De beweeglijkheid van een aandelenprijs speelt in de formule een rol, omdat deze de kans dat de aandelenprijs boven de afgesproken
koopprijs komt beïnvloedt, terwijl een extreem lage aandeelprijs voor de call optiehouder geen extra schade geeft. Voor put opties geldt
een soortgelijke formule.
Verrassend aan de formule is dat de optieprijs niet afhangt van het verwachte rendement van het aandeel. Andere economen die eerder
hadden geprobeerd een optieprijsformule te vinden, waaronder Samuelson, gingen hier wel altijd vanuit. Daar de optieprijsformule niet
afhangt van het verwachte rendement van het onderliggende aandeel, kan de formule ook gezien worden als de verdisconteerde
verwachte opbrengst van de optie in een wereld waarin iedereen risiconeutraal is. In een dergelijke wereld hebben alle beleggingen, zoals
aandelen, obligaties en opties hetzelfde verwachte rendement, want er is geen premie voor risico. Dit staat bekend als het
risiconeutraliteitsprincipe en is een van de belangrijkste redenen dat het werk van Black, Merton en Scholes zo veel invloed heeft gehad
op de verdere ontwikkelingen in het vakgebied.
De oorspronkelijke formule geeft alleen de waarde van zg. Europese call opties. Dit zijn opties waarbij de eigenaar alleen op de
afgesproken datum het recht heeft om de aandelen te kopen. Een variant waarbij men op ieder willekeurig tijdstip voor de afgesproken
datum de aandelen mag kopen, staat bekend als de Amerikaanse optie. Deze terminologie is symbolisch voor het ongeduld aan de andere
kant van de Atlantische Oceaan. Waarderingsmethoden voor Amerikaanse opties zijn pas later ontwikkeld, maar gebruiken wel de door
de drie onderzoekers beschreven theorie.
Uitbreidingen
In oktober 1970 stuurden Black en Scholes hun artikel naar de Journal of Political Economy waar het per omgaande werd afgewezen
omdat het te specialistisch was. Met name stond er te veel financiering en te weinig economie in het artikel. Ook de Review of Economics
and Statistics wees het artikel zonder referee-report onmiddellijk af. Pas toen het artikel enigszins was herschreven en de latere
Nobelprijswinnaar Merton Miller een aanbeveling gaf, werd het artikel alsnog geaccepteerd door de Journal of Political Economy 3.

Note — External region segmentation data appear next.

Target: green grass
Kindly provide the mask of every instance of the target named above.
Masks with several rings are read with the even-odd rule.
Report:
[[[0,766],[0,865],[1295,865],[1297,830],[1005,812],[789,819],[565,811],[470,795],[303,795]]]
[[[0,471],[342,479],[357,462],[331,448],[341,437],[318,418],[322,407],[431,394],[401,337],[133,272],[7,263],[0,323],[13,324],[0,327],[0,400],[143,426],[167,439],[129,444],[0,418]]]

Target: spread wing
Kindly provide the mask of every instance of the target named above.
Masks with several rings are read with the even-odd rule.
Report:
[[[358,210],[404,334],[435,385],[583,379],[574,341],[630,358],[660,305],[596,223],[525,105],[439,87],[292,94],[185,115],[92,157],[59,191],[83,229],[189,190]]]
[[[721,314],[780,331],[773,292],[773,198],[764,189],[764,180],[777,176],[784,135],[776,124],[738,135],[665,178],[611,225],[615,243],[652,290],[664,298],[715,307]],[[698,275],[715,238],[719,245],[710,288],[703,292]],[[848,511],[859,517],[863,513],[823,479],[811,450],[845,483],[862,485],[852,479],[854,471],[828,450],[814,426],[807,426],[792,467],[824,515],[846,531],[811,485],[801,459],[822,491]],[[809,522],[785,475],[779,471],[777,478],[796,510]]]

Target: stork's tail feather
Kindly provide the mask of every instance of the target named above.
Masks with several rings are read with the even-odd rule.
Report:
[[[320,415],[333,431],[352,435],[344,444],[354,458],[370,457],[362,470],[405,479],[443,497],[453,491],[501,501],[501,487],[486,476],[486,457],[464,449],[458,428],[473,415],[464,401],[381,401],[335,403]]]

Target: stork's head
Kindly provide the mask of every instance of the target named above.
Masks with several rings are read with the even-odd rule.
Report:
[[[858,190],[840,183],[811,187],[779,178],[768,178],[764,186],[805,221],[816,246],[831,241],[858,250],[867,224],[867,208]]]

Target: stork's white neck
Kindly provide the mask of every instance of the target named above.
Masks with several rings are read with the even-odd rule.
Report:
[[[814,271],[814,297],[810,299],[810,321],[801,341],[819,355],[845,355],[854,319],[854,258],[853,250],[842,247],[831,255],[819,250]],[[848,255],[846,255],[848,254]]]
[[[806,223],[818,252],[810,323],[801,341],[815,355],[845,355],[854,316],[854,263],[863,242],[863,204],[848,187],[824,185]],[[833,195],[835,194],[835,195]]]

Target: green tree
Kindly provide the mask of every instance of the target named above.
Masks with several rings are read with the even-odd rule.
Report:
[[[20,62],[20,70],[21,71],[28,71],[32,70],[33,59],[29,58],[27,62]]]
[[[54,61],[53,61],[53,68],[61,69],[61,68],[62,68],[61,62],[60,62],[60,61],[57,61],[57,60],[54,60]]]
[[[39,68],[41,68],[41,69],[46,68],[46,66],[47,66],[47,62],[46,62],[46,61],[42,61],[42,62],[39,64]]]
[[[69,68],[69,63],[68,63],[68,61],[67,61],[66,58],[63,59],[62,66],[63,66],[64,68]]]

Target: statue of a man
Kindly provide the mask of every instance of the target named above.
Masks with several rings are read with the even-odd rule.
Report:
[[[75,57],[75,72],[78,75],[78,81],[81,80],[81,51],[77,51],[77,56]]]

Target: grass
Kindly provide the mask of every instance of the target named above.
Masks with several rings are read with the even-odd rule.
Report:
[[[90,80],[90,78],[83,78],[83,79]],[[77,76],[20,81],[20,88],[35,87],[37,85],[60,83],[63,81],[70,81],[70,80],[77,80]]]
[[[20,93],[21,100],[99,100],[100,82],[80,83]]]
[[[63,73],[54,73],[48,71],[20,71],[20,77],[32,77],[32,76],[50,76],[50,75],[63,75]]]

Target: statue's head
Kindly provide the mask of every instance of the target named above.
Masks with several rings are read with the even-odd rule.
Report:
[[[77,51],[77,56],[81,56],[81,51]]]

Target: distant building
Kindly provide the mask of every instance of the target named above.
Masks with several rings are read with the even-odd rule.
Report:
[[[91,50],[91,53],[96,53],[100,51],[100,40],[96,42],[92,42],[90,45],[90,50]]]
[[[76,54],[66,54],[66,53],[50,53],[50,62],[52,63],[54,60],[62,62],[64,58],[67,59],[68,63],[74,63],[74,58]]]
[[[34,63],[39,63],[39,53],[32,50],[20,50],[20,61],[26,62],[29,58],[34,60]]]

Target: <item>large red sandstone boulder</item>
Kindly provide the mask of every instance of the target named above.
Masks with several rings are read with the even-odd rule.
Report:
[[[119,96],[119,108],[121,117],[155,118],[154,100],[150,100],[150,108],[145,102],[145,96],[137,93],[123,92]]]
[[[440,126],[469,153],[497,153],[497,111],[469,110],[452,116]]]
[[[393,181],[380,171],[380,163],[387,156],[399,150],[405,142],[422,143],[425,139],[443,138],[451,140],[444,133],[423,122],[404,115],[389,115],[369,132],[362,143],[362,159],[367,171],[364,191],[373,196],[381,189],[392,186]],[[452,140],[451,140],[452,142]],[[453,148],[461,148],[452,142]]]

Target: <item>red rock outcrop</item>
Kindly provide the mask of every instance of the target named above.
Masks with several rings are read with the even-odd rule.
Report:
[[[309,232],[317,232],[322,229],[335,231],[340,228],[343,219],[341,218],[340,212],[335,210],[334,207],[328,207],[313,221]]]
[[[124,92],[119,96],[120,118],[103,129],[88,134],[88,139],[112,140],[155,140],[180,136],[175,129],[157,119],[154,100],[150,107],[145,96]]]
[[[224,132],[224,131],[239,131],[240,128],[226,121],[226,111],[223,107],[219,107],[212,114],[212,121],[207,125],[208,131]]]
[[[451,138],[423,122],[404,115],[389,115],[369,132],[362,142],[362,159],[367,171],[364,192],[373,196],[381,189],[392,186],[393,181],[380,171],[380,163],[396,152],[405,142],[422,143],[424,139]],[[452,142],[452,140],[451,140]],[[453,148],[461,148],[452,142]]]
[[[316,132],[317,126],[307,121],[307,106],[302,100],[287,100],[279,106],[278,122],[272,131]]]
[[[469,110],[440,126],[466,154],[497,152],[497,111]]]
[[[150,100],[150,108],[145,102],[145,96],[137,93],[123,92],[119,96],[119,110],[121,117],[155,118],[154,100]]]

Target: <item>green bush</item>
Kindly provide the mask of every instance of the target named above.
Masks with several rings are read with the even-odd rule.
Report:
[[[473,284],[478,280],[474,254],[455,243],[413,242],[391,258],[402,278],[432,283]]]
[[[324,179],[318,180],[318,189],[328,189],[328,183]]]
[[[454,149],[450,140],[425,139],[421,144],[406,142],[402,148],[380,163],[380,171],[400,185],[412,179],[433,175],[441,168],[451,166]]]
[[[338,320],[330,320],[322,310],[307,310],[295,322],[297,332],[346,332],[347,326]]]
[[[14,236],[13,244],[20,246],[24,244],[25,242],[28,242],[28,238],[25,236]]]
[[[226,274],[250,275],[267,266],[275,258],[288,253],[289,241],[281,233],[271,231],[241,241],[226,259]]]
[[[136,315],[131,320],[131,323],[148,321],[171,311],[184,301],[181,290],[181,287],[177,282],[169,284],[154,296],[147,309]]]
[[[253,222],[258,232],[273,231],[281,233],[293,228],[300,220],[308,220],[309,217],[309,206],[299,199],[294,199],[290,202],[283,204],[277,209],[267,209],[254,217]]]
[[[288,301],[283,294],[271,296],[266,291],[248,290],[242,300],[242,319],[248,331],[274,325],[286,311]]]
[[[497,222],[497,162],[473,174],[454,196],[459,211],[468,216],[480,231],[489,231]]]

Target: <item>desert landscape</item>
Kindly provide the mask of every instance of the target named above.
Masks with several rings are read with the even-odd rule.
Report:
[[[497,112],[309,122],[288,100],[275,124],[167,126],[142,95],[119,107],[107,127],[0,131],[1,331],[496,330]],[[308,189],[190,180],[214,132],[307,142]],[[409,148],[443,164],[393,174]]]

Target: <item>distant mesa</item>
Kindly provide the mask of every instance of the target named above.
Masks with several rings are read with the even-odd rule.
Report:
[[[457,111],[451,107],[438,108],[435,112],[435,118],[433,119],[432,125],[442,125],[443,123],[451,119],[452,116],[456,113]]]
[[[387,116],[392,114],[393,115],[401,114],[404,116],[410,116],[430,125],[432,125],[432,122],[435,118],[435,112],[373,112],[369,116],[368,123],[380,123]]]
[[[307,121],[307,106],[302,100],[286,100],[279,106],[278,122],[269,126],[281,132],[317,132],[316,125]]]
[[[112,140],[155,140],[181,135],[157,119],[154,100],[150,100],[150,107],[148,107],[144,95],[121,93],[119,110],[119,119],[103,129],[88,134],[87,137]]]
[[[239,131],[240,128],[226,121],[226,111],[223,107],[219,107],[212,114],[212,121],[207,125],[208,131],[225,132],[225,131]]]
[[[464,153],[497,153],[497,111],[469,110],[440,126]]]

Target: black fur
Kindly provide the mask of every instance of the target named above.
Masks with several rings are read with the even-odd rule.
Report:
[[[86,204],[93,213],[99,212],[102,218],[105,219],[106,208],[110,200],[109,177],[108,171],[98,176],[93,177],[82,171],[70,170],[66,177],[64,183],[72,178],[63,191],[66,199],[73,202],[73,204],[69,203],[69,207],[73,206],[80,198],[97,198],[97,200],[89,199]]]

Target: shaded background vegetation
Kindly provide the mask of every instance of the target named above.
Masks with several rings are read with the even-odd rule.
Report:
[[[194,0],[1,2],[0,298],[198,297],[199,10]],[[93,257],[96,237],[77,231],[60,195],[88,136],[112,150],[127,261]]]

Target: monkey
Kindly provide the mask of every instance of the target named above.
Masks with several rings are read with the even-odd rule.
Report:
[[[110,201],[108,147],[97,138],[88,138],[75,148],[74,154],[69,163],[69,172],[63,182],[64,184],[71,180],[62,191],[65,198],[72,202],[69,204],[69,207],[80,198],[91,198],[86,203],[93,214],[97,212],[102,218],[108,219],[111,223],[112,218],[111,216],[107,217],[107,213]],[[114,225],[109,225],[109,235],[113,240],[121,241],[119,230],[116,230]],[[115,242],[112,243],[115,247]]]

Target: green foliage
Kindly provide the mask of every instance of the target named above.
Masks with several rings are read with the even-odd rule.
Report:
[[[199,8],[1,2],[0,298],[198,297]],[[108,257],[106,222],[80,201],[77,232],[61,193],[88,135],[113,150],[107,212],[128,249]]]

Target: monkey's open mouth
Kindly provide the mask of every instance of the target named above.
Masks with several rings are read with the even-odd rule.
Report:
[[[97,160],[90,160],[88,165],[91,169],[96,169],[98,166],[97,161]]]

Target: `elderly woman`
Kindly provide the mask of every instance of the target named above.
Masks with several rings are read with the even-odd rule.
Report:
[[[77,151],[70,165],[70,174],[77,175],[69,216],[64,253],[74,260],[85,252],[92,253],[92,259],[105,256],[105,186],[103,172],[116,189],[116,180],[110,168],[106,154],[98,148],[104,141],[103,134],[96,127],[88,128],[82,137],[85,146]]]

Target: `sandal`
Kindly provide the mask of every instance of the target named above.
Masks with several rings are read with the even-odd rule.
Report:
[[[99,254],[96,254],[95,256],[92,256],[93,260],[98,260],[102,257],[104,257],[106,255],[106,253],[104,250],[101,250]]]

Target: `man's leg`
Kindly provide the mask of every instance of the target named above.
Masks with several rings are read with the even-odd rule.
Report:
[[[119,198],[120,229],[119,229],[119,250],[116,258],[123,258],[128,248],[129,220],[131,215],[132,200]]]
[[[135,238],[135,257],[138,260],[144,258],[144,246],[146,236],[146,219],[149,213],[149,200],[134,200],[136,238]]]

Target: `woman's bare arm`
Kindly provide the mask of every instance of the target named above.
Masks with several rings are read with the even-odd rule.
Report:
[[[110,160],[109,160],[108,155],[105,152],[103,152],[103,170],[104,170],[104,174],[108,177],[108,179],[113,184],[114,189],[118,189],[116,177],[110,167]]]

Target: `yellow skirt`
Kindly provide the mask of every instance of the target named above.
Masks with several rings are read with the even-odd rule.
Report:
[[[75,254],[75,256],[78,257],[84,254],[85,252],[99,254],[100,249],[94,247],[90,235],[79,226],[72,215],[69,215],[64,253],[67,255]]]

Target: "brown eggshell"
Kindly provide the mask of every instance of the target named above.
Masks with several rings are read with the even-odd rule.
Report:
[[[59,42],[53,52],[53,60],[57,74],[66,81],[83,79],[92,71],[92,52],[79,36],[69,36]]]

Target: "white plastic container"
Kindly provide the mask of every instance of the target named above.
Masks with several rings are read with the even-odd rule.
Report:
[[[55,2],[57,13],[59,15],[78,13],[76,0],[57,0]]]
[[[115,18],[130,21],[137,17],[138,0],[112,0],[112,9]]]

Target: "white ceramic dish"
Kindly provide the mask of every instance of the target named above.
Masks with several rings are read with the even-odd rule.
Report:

Gezien het aantal verwijzingen naar het artikel sinds die tijd, moet dit een riem onder het hart zijn voor vele jonge economen die worden
geconfronteerd met afgewezen artikelen. Het artikel werd uiteindelijk pas in mei 1973 gepubliceerd. Merton, die ondertussen een artikel
had geschreven gebaseerd op het werk van Black en Scholes en zijn eigen inbreng, waarin hij een aantal uitbreidingen gaf, had zijn artikel
al veel eerder in de Bell Journal of Economics and Management Science kunnen publiceren 4. Hij hield de publicatie echter tegen tot het
verschijnen van het artikel van Black en Scholes.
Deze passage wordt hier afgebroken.